Parikka fügt hinzu, dass "die Installationsarbeiten genau geplant werden mussten. Sie war aufgrund der Form der Elemente nur in einer bestimmten Reihenfolge möglich". Obwohl es nur vier Arten von 3D-Elementen gab, wurde durch deren unterschiedliche Anordnung ein faszinierendes und komplexes Aussehen geschaffen. Es war ein interessantes und anspruchsvolles Projekt, dessen Ausführung Professionalität auf der Baustelle erforderte", sagt Erik Etholén von Rakennuspartio Oy, einem Familienunternehmen, das sich auf Renovierungen, Gebäudeerweiterungen und Industriekonstruktionen konzentriert.

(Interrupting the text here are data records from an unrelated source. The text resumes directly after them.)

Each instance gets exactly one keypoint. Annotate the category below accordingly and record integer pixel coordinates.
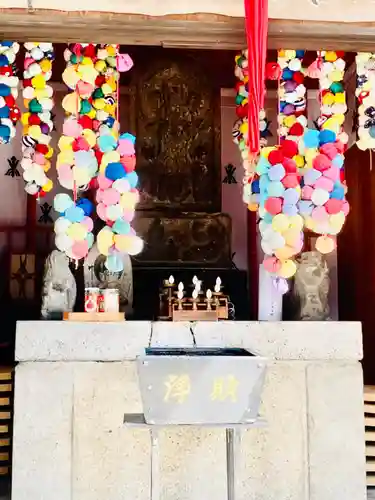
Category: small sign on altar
(201, 389)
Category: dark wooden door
(356, 253)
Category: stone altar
(74, 382)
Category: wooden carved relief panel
(176, 121)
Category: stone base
(74, 383)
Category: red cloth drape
(256, 14)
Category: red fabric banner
(256, 14)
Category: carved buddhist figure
(311, 287)
(60, 293)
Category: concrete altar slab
(74, 383)
(54, 341)
(284, 339)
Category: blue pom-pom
(338, 192)
(106, 143)
(110, 121)
(311, 139)
(3, 60)
(115, 171)
(255, 189)
(338, 161)
(121, 226)
(4, 112)
(4, 132)
(287, 74)
(327, 136)
(4, 90)
(74, 214)
(86, 206)
(128, 137)
(132, 178)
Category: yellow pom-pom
(280, 223)
(300, 162)
(100, 66)
(48, 186)
(65, 157)
(35, 132)
(47, 166)
(38, 82)
(77, 231)
(65, 143)
(340, 98)
(105, 241)
(106, 89)
(46, 65)
(328, 99)
(330, 56)
(289, 121)
(49, 153)
(288, 269)
(25, 119)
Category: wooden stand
(94, 317)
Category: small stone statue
(311, 287)
(60, 288)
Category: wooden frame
(193, 30)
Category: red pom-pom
(99, 81)
(6, 70)
(129, 163)
(340, 146)
(273, 71)
(42, 148)
(90, 51)
(85, 122)
(298, 77)
(34, 119)
(290, 166)
(290, 181)
(329, 150)
(242, 111)
(273, 205)
(275, 156)
(9, 101)
(321, 163)
(15, 114)
(99, 156)
(334, 206)
(297, 129)
(289, 148)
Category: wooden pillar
(31, 207)
(253, 267)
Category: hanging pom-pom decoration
(117, 194)
(77, 162)
(37, 120)
(73, 229)
(365, 93)
(240, 131)
(9, 112)
(323, 202)
(281, 224)
(292, 94)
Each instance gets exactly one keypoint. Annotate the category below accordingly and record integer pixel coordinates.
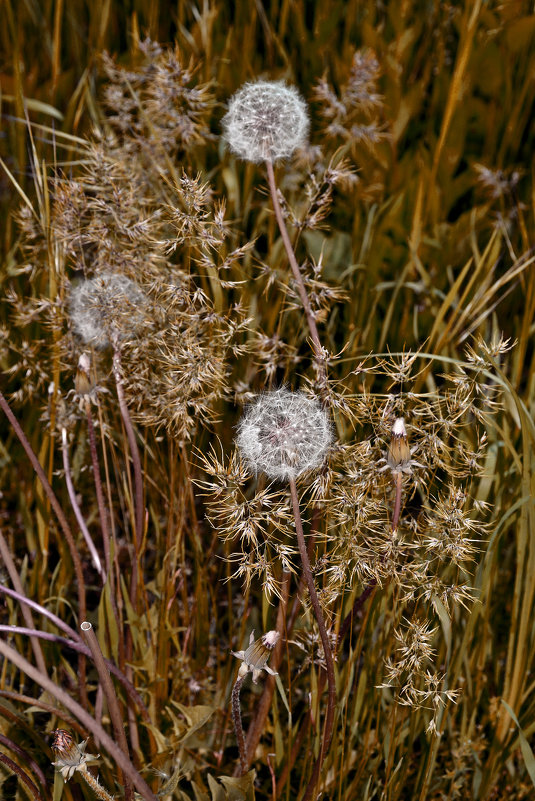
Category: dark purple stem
(329, 661)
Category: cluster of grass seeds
(267, 346)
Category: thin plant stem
(238, 728)
(23, 776)
(21, 598)
(109, 692)
(75, 556)
(329, 661)
(344, 629)
(83, 716)
(139, 515)
(62, 520)
(5, 553)
(318, 350)
(83, 649)
(134, 451)
(102, 510)
(76, 509)
(95, 785)
(397, 502)
(262, 707)
(25, 757)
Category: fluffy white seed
(266, 121)
(284, 434)
(106, 308)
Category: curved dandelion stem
(329, 661)
(134, 450)
(397, 502)
(238, 728)
(103, 512)
(76, 509)
(318, 351)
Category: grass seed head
(106, 308)
(266, 121)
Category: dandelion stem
(293, 263)
(83, 716)
(95, 785)
(5, 553)
(62, 520)
(111, 698)
(329, 661)
(238, 728)
(262, 708)
(134, 451)
(76, 509)
(397, 503)
(23, 776)
(75, 556)
(102, 510)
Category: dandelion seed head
(106, 308)
(284, 434)
(266, 120)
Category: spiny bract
(283, 434)
(105, 309)
(266, 121)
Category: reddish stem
(329, 661)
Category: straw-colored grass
(411, 215)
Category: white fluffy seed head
(266, 121)
(105, 309)
(284, 434)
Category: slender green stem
(327, 650)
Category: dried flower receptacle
(254, 660)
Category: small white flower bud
(106, 308)
(266, 121)
(283, 434)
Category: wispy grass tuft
(166, 301)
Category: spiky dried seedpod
(284, 434)
(105, 309)
(266, 121)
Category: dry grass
(411, 214)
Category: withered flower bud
(255, 658)
(399, 454)
(83, 383)
(70, 756)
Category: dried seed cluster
(104, 309)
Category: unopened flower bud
(83, 383)
(399, 453)
(255, 658)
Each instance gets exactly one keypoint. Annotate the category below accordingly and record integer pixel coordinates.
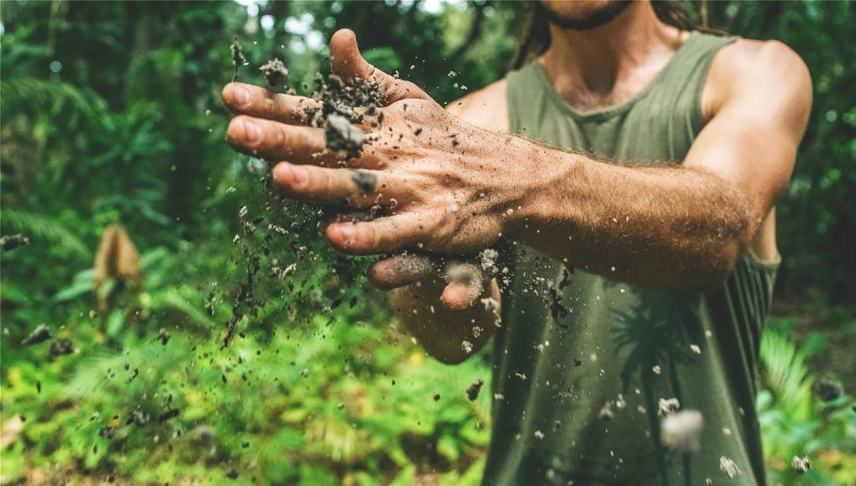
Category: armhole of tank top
(698, 121)
(512, 79)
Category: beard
(592, 19)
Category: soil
(39, 335)
(344, 106)
(366, 181)
(11, 242)
(238, 58)
(275, 73)
(474, 389)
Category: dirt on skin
(344, 106)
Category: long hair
(535, 35)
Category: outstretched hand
(440, 180)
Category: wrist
(542, 189)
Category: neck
(596, 60)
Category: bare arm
(682, 226)
(443, 323)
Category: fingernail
(251, 131)
(299, 175)
(240, 95)
(347, 233)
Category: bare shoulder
(767, 75)
(486, 108)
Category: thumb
(347, 62)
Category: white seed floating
(728, 467)
(682, 430)
(801, 464)
(665, 406)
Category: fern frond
(53, 97)
(786, 374)
(40, 226)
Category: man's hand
(445, 185)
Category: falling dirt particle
(606, 412)
(682, 430)
(275, 72)
(238, 58)
(366, 181)
(343, 137)
(60, 347)
(728, 467)
(39, 335)
(169, 414)
(801, 464)
(474, 389)
(163, 336)
(827, 389)
(11, 242)
(666, 406)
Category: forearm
(448, 335)
(667, 226)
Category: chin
(582, 14)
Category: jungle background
(111, 115)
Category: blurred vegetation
(111, 115)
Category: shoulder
(765, 75)
(486, 108)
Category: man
(634, 290)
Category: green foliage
(795, 423)
(111, 114)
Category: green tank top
(585, 368)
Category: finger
(383, 235)
(248, 99)
(349, 64)
(276, 141)
(466, 285)
(400, 270)
(460, 295)
(360, 188)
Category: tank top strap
(530, 96)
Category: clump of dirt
(238, 58)
(11, 242)
(801, 464)
(827, 389)
(343, 137)
(474, 389)
(366, 181)
(61, 347)
(345, 106)
(275, 72)
(39, 335)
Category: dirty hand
(447, 187)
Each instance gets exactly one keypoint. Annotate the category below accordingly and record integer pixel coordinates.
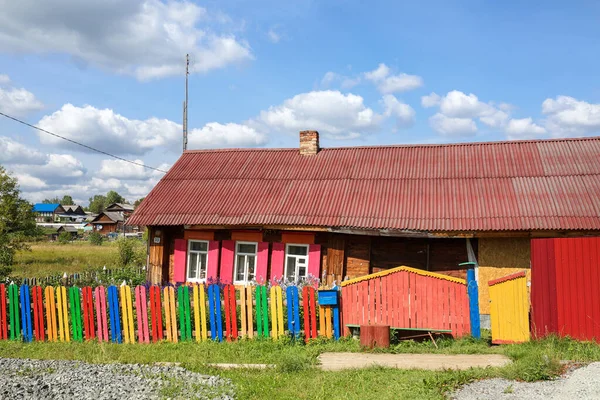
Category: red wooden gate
(565, 287)
(407, 298)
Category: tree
(67, 200)
(114, 197)
(97, 203)
(138, 202)
(17, 220)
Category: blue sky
(110, 74)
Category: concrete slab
(340, 361)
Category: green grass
(296, 376)
(46, 259)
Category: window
(197, 260)
(245, 261)
(296, 261)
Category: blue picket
(26, 313)
(293, 311)
(115, 319)
(214, 305)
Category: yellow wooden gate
(509, 309)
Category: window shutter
(179, 258)
(212, 268)
(262, 262)
(227, 254)
(314, 260)
(277, 260)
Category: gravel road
(37, 379)
(581, 384)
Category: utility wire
(81, 144)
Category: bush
(64, 237)
(131, 252)
(96, 239)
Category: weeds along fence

Betonfertigteile sind ein hervorragendes Material, weil sie vielseitig einsetzbar sind - sie können gegossen, geschliffen und eingefärbt werden und sowohl im Innen- als auch im Außenbereich verwendet werden", erklärt Pertti Kukkonen, Bildhauer von Betonipallas Oy. Sie entwerfen und realisieren vielfältige Kunstwerke und Fassadenelemente. Die von Betonipallas erfundene Umbra-Farbpatinierung wurde für die Fassadenelemente der Müllsammelstelle verwendet. Auf der Baustelle wurde die Substanz auf den Beton aufgetragen, wo die Reagenzien der Patina in die Oberfläche eindrangen und mit dem Zement reagierten. Nach mehreren Anwendungen bildeten sich rötlich-braun gefärbte Verbindungen. Kukkonen sagt, dass "die Farbpatinierung das Aussehen des Betons mildert und ausgleicht".

Jetzt ist die Müllsammelstelle mit ihrer außergewöhnlichen Fassade ein echtes Wahrzeichen des Viertels. Die rostige Farbe und die innovative Architektur verbinden das Gebäude mit den umliegenden Klippen und den Schattierungen der Waldlandschaft. B & M wurde mit dem Concrete Facade Architecture Award 2017 in Finnland für die erfinderische Verwendung von Beton ausgezeichnet. Parikka erinnert daran, dass "es unendlich viele Möglichkeiten für den modernen Beton gibt und ständig neue Anwendungen erfunden werden". Die Müllsammelstelle erhält ihre Einzigartigkeit durch die herausragenden Fertigteilfassaden.